Courtesy of Gabby Govantes
Knights Records, UCF’s mock record label, fosters a music-loving community by promoting up-and-coming independent student musicians.
The mock label establishes what an aspiring musician and music manager would experience in the real world, offering experience to those who strive to work in the music industry.
Knights Records was founded in February 2025 by Dany Melo, junior entertainment management major. The president and artist manager of the organization, she oversees the entire club and manages UCF musician Daniel Vu.
Melo founded the club because she wanted to gain experience in the music industry and has a passion for connecting artists with the general public.
“I don’t see that there’s a lot of opportunity to get industry experience within UCF,” Melo said. “I want to be able to give people the actual experience. I love helping out emerging artists or just people who don’t have the resources to promote themselves; I just love helping artists in general.”
The club consists of helping artists create branding, logos and overall opportunities. It helps aspiring musicians get acquainted with the music industry.
“That’s what the overall club is here to do,” said Gabby Govantes, senior visual communications major and artist manager. “We’re here to help out the artists and get them to where they need to be with what they want from us.”
Govantes, apart from being UCF musician Ant Moreiro’s manager, also runs the Knights Records’ social media. She emphasizes the importance of using social media for promotion if indie musicians want to make it professionally.
“I’m very in tune with how important [social media] is to promote music right now,” Govantes said. ”It’s not necessarily that you get signed to a label and they do it all for you. Now you have to promote yourself to a point on socials and then a record label will find you and sign you that way.”
In addition to fostering community within Knights Records, the club’s artist managers build strong connections with their respective artists.
Tommy Muñoz, junior information technology major and vice president of the club, highlights the friendship he has with ten7teen, the UCF artist he manages.
“It’s been a really good working relationship because not only am I his artist manager, but we’ve also become friends,” Muñoz said.

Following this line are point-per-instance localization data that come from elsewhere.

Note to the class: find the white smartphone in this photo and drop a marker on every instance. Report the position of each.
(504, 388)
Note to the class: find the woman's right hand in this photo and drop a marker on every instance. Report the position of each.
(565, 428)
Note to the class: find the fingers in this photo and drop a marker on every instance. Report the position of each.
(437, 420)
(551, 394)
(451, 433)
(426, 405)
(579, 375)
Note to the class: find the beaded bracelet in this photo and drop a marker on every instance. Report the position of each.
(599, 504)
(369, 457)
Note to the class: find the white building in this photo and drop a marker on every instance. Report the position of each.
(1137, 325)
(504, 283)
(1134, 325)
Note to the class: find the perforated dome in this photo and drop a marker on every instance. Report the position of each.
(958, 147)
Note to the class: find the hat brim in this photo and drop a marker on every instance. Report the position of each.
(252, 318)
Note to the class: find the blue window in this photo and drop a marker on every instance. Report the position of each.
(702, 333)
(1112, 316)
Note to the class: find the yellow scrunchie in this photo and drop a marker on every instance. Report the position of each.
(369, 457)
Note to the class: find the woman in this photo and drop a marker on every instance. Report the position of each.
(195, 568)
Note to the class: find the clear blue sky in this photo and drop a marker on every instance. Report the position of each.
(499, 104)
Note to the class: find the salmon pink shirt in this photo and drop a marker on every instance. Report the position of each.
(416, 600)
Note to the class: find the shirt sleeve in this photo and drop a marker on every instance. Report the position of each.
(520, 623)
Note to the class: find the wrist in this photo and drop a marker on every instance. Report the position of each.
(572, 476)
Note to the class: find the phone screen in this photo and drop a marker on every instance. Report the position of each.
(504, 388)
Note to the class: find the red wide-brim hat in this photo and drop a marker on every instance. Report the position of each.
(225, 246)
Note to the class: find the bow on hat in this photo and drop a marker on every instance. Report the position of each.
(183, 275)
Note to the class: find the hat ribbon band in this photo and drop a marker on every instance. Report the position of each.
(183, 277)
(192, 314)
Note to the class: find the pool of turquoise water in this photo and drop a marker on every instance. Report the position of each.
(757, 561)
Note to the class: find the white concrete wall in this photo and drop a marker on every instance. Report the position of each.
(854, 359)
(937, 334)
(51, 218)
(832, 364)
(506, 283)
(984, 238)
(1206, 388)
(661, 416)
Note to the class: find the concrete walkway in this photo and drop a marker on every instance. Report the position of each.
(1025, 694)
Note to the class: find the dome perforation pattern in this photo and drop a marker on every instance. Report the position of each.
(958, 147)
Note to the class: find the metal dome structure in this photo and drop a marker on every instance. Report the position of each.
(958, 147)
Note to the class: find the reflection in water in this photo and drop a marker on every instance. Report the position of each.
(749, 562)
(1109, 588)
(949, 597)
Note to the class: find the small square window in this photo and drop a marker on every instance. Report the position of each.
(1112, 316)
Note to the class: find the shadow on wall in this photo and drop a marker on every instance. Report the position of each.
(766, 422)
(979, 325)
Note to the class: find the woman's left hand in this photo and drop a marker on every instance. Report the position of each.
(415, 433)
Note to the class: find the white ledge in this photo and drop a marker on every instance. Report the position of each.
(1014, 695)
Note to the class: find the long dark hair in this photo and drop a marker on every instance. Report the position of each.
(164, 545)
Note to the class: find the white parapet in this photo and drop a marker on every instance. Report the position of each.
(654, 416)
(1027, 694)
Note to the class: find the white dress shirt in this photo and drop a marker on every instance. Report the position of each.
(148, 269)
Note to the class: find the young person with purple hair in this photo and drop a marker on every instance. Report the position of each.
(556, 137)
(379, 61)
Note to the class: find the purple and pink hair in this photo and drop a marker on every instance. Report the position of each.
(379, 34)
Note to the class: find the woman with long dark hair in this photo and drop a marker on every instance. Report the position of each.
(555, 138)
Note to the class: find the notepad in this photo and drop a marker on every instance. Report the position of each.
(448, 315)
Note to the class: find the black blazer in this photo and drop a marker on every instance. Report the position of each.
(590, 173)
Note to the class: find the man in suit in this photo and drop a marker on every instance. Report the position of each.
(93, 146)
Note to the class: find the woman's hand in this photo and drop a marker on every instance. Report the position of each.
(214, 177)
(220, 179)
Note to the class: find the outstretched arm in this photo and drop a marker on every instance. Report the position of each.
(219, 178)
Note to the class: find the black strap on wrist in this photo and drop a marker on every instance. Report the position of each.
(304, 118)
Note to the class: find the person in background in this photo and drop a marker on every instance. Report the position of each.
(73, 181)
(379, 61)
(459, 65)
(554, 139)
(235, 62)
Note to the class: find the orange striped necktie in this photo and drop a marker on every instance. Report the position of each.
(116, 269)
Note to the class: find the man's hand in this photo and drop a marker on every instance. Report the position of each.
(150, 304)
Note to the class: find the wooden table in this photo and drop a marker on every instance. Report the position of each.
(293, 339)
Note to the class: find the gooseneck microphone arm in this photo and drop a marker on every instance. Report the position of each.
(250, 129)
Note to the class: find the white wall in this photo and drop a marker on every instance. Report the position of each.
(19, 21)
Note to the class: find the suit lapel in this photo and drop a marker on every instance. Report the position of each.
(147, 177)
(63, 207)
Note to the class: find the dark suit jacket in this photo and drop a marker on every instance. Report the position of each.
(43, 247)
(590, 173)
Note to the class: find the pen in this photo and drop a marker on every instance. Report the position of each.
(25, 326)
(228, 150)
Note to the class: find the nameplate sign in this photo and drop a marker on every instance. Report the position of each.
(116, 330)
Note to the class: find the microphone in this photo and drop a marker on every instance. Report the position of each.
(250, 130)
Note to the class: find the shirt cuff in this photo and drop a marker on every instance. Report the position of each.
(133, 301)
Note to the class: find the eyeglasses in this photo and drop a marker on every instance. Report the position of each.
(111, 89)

Slowly but surely, Knights Records has accumulated more members and created its own collective group.
“You’ll see people that I know don’t know each other from outside starting to talk to each other at the meetings,” Muñoz said. “So obviously that’s pretty rewarding.”

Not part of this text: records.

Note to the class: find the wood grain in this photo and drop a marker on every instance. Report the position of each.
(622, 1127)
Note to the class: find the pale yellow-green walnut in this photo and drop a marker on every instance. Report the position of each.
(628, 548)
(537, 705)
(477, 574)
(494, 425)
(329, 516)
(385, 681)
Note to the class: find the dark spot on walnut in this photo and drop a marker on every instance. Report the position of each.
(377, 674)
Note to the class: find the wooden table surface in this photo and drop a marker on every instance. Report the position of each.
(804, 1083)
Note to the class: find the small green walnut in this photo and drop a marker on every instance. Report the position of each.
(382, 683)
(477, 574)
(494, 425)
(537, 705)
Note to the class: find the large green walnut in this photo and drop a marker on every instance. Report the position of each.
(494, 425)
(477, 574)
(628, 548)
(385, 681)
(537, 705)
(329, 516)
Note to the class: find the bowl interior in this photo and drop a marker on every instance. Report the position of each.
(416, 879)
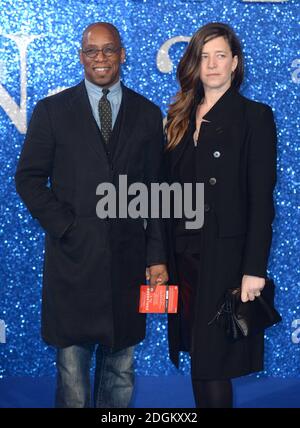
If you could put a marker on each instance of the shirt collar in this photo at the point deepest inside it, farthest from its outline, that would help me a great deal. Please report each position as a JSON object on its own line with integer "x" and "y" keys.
{"x": 97, "y": 90}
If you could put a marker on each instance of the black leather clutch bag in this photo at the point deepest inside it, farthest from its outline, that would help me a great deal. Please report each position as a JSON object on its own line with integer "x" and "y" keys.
{"x": 247, "y": 319}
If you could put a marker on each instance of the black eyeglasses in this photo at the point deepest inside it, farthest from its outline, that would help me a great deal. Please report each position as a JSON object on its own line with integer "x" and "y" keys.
{"x": 106, "y": 51}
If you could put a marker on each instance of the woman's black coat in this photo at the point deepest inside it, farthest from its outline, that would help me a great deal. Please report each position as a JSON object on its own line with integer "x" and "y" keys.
{"x": 238, "y": 151}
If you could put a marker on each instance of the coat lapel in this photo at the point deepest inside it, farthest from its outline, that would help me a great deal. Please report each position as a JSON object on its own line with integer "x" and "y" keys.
{"x": 226, "y": 110}
{"x": 84, "y": 120}
{"x": 128, "y": 122}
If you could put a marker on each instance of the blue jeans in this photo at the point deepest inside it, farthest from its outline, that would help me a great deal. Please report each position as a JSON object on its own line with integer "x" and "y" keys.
{"x": 114, "y": 377}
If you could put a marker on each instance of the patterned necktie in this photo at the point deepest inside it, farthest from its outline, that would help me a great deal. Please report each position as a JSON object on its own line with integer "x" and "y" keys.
{"x": 105, "y": 115}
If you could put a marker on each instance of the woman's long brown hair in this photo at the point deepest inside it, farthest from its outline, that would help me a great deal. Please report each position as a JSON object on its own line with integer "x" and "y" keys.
{"x": 188, "y": 75}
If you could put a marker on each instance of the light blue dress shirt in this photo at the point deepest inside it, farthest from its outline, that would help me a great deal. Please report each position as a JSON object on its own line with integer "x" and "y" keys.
{"x": 114, "y": 97}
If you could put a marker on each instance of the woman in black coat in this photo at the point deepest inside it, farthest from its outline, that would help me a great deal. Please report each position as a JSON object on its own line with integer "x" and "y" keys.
{"x": 228, "y": 142}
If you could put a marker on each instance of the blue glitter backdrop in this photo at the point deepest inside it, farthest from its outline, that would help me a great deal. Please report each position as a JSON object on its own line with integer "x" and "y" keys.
{"x": 39, "y": 43}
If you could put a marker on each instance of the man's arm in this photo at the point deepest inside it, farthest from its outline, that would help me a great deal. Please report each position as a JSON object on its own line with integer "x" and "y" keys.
{"x": 33, "y": 172}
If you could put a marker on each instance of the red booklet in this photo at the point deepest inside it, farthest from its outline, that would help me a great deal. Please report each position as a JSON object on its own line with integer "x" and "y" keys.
{"x": 163, "y": 300}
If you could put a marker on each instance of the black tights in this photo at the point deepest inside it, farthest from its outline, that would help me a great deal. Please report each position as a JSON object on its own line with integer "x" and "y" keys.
{"x": 212, "y": 393}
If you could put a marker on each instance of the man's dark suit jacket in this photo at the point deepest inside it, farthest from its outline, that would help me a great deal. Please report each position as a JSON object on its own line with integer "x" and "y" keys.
{"x": 93, "y": 267}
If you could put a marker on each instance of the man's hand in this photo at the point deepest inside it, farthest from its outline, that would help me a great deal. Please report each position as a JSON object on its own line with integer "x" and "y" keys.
{"x": 251, "y": 287}
{"x": 157, "y": 275}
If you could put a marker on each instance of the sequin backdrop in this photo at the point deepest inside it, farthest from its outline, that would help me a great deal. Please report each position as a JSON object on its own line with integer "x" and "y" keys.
{"x": 44, "y": 58}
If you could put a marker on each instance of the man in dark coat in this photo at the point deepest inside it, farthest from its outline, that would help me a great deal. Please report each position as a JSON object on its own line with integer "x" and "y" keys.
{"x": 86, "y": 135}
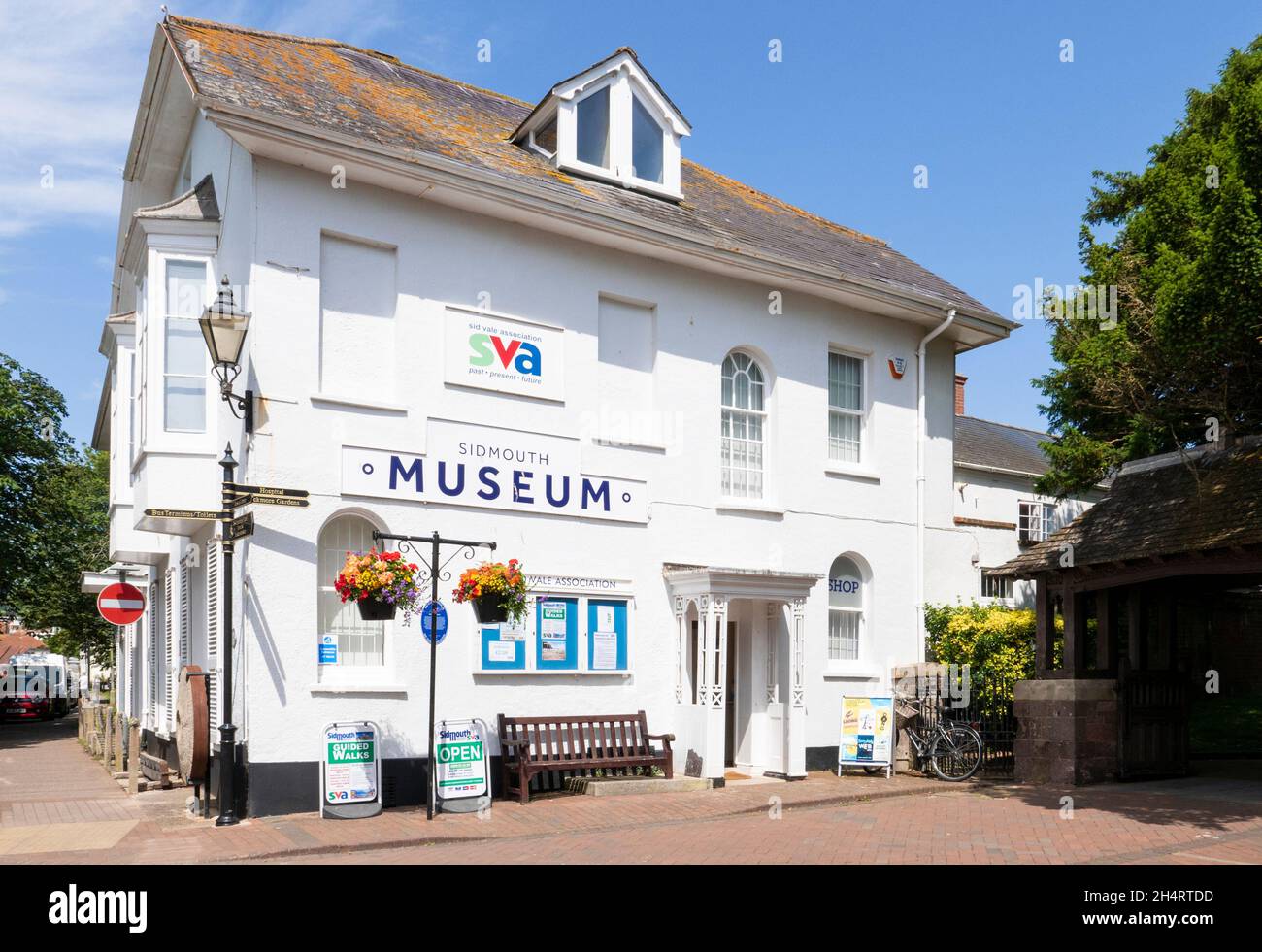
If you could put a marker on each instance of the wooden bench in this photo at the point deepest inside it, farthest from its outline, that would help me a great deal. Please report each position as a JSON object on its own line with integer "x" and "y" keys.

Govantes also said the best part of the club was the niche music-loving community that was formed.
“Definitely the community that we built, everyone in the club has been super friendly and comfortable and I feel like I’ve genuinely made real friends,” Govantes said.

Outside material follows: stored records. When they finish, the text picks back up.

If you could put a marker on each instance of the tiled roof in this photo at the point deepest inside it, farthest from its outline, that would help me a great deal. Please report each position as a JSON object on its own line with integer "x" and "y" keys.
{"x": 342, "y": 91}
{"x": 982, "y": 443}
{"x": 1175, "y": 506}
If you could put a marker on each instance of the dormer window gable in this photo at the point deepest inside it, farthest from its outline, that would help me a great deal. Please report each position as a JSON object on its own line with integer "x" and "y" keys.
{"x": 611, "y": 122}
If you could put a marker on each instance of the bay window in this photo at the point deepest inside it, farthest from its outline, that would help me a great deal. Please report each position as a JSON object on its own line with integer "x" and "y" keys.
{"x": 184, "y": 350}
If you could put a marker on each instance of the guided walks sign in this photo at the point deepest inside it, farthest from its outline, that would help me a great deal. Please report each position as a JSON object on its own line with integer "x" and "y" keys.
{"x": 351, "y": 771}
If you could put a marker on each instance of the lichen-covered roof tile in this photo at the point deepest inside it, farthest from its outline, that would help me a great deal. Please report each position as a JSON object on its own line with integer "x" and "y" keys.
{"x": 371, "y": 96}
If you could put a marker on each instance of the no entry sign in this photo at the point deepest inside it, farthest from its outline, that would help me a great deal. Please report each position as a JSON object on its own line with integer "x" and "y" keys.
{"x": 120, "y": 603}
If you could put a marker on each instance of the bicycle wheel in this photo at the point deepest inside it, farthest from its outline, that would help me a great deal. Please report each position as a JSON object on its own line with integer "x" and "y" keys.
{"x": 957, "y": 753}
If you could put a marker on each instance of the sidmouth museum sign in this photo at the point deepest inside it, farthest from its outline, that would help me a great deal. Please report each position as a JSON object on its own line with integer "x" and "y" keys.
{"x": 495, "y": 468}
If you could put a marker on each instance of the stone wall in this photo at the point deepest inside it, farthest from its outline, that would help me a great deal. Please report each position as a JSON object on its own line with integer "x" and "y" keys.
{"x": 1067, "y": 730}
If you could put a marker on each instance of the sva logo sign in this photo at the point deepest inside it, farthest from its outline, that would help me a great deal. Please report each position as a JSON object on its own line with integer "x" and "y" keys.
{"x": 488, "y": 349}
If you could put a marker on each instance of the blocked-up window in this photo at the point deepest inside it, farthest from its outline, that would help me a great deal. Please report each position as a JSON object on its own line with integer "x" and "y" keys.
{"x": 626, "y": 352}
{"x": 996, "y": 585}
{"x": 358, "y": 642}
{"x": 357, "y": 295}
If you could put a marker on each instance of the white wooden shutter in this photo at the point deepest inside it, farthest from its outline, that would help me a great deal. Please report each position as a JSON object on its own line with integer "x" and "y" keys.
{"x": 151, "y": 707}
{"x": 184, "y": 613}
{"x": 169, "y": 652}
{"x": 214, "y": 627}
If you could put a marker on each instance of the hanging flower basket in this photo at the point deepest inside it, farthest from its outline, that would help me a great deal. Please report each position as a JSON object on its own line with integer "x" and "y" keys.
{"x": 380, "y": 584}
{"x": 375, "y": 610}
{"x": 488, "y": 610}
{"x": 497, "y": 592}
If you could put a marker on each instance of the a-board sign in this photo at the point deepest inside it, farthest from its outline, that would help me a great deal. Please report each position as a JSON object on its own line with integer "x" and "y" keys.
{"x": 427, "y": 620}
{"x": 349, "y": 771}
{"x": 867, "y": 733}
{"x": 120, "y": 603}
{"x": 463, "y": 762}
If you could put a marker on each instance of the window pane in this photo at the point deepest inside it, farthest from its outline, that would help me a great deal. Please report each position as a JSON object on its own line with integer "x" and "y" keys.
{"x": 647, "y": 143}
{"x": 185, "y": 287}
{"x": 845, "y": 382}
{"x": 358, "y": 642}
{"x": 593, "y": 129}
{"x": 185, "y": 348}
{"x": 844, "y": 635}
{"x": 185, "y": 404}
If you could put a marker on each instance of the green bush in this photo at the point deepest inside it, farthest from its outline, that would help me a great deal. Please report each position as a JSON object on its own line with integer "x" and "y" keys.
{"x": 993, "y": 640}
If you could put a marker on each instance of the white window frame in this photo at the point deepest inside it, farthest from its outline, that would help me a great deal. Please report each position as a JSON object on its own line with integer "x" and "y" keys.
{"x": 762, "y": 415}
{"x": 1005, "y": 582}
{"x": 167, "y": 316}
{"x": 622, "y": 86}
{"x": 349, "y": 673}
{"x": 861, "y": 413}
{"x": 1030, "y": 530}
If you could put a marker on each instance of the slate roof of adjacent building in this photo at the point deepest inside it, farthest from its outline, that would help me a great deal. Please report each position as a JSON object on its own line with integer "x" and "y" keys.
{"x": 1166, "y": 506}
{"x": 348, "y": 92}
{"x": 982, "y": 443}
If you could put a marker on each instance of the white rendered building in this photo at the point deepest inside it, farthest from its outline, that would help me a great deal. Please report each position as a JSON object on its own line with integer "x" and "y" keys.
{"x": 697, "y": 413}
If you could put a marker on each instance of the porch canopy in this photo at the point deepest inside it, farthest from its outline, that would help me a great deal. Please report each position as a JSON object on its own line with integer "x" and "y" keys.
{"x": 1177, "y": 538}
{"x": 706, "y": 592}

Because Knights Records has been built from the ground up, it is still in the process of evolving into something more established and is looking for new members passionate about the music industry.
“[We are looking for] people who either are in marketing, or people who are on the creative side,” Melo said. “So like, videographers, photographers, people who want to work within music videos or just on very creative projects. That’s kind of what we’re missing right now for our artists.”
Melo did not expect the success that Knights Records has experienced in such a short time; it has evolved from an idea into an actual organization born of a devotion to music.
“Seeing this come to life, this is like a passion project that I didn’t think would come to this scale,” Melo said. “I hope it gets bigger and I hope we do more, it literally came from a paper idea and now it’s actual people working and we’re actually helping artists.”